自動車販売事業については、低収益体質を脱却するため、営業部・管理部・整備部の総てにわたり、収益を上げるための構造改革を断行し、競争力を高めていかなければ成長戦略が描けないと深い認識に立っております。
4【事業等のリスク】
 有価証券報告書に記載した事業の状況、経理の状況等に関する事項のうち、投資家の判断に重要な影響を及ぼす可能性のある事項には、以下のようなものがあります。
 なお、文中の将来に関する事項は、当連結会計年度末現在において当社グループが判断したものであります。
1.経済情勢
 当社グループは、国内での不動産賃貸や自動車販売を行っております。従いまして、国内の景気後退や当該事業の需要縮小は当社グループの業績・財務状態に悪影響を及ぼす可能性があります。また、当社は余資を投資運用しておりますが、証券市場の動向が当社グループの業績・財務状態に悪影響を及ぼす可能性があります。なお、当社が行っておりました営業関連事業(繊維・アパレル製品の仕入・販売)は、平成19年3月期を持ちまして取り扱いを中止いたしました。
2.他社との競争
 当社グループは、展開するそれぞれの事業分野で競合する他社との価格などの面で常に競争にさらされております。競争の結果、当社グループの業績・財務状態が悪影響を受ける可能性があります。
3.取引先への依存 
 当社グループの販売する製品は製造会社の生産状況の影響を受けます。当社グループの不動産賃貸事業は賃貸先会社の業績の影響を受けます。

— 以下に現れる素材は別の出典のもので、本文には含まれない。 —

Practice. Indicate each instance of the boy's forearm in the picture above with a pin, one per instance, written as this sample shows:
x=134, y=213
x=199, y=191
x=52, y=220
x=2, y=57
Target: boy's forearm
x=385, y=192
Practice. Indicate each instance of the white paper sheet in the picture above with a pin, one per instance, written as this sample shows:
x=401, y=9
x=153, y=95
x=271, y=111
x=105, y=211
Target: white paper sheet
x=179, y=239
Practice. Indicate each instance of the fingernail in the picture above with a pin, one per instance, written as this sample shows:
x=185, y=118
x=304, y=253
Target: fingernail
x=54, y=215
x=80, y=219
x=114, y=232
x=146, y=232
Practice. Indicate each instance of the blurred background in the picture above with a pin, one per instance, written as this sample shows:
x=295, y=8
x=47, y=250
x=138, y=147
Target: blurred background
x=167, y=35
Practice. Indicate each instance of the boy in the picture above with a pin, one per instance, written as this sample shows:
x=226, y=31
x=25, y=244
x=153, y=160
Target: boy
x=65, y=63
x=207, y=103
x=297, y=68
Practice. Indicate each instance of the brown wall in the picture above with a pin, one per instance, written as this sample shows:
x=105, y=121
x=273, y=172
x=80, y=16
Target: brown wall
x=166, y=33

このように取引先の業績が当社グループの業績・財務状態に悪影響を及ぼす可能性があります。 
4.環境問題を含む公的な規制 
 当社グループでは、不動産利用事業として自社所有物件の土地・建物の賃貸をしており、テナント誘致及び入替等の際には「大規模小売店舗立地法」の規制を受けます。
 また、当社グループの販売する自動車は、排気ガス規制などの公的な規制を受ける製品です。

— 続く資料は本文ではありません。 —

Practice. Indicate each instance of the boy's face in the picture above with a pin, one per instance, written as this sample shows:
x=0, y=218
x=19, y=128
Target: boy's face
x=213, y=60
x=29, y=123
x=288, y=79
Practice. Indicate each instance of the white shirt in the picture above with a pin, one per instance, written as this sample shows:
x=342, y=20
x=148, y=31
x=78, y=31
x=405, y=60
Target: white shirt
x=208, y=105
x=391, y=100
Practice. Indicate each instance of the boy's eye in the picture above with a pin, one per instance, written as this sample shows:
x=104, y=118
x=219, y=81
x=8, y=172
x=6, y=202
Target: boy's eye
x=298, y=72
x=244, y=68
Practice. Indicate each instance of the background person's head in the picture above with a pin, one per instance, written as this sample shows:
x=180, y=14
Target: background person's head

 今後、新たな規制の追加や規制の強化などにより当社グループの業績・財務状態が悪影響を受ける可能性があります。
5.自然災害や事故
 当社グループの不動産(建物)が地震や水害などの大規模な災害や火災などで被害を受けた場合、当社グループの業績・財務状態が悪影響を受ける可能性があります。
6.訴訟関係
「債務不存在確認等請求事件」
 当社は、株式運用に伴う信用取引差損金としてフェニックス証券株式会社より147百万円の支払請求をされておりますが、当該差損金は被告の善管注意義務違反により生じたものであり、当社は支払義務がないことの確認を求める訴訟を提起しております。
「信用取引差損金請求事件」
 当社は、株式運用に伴う信用取引差損金として日本アジア証券株式会社より74百万円の支払を請求されており、原告はこれについて一括支払を要求する訴訟を提起しました。
「退職慰労金請求事件」
 当社は、旧経営陣が在任中、善管注意義務違反により当社に損害を与えたことを勘案し、旧経営陣の退職慰労金の支払金額を0円とすることと決定しましたが、旧経営陣等はこれを不服とし、退職慰労金等合計133百万円を当社に支払うよう請求訴訟を提起しておりましたが、平成19年1月29日の第1審判決は、原告らの請求を認容しました。
 当社としては、判決の内容を不服とし、控訴いたしましたが、判決の内容によっては業績に影響を及ぼすこととなります。
5【経営上の重要な契約等】
 特記すべき事項はありません。
6【研究開発活動】
 該当事項はありません。
7【財政状態及び経営成績の分析】
(1) 重要な会計方針及び見積り
 当社グループの連結財務諸表は、わが国において一般に公正妥当と認められる企業会計の基準に基づき作成されております。当社グループで採用する重要な会計方針につきましては、「第5 経理の状況、1 連結財務諸表等、(1) 連結財務諸表 連結財務諸表作成のための基本となる重要な事項」に記載しております。
(2) 当連結会計年度における財政状態の分析
① 流動資産
 当連結会計年度における流動資産の残高は810百万円となり、前連結会計年度に比べ12,629百万円減少いたしました。これは主に宮入バルブ製作所が連結対象から除かれたことと、現物並びに信用取引による有価証券の売却を行ったためであります。
② 固定資産
 当連結会計年度における固定資産の残高は4,638百万円となり、前連結会計年度に比べ9,426百万円減少いたしました。これは主に宮入バルブ製作所が連結対象から除かれたことと、投資有価証券の売却によるものであります。
③ 流動負債
 当連結会計年度における流動負債の残高は4,600百万円となり、前連結会計年度に比べ4,005百万円減少いたしました。これは主に有価証券の信用取引による未払金の減少と1年以内償還予定の転換社債の増加によるものであります。
④ 固定負債
 当連結会計年度における固定負債の残高は2,508百万円となり、前連結会計年度に比べ5,695百万円減少いたしました。これは主に長期借入金の返済と投資有価証券の時価評価を行ったためであります。
⑤ 純資産の部
 当連結会計年度における純資産合計は△1,660百万円となり、前連結会計年度の資本の部にあたる純資産12,355百万円減少いたしました。これは主に宮入バルブ製作所が連結対照から除かれたことと、当期純損失の計上によるものであります。
(3) 当連結会計年度における経営成績の分析
 「第2 事業の状況、1 業績等の概要、(1)企業集団の営業の経過及び成果」に記載しております。
(4) 資本の財源及び資金の流動性に係る情報
 当連結会計年度末における現金及び現金同等物の残高は、前連結会計年度末と比べ3,315百万円減少し、265百万円となりました。
 なお、各キャッシュ・フローの状況と増減につきましては「第2 事業の状況、1 業績等の概要、(2)キャッシュ・フロー」に記載しております。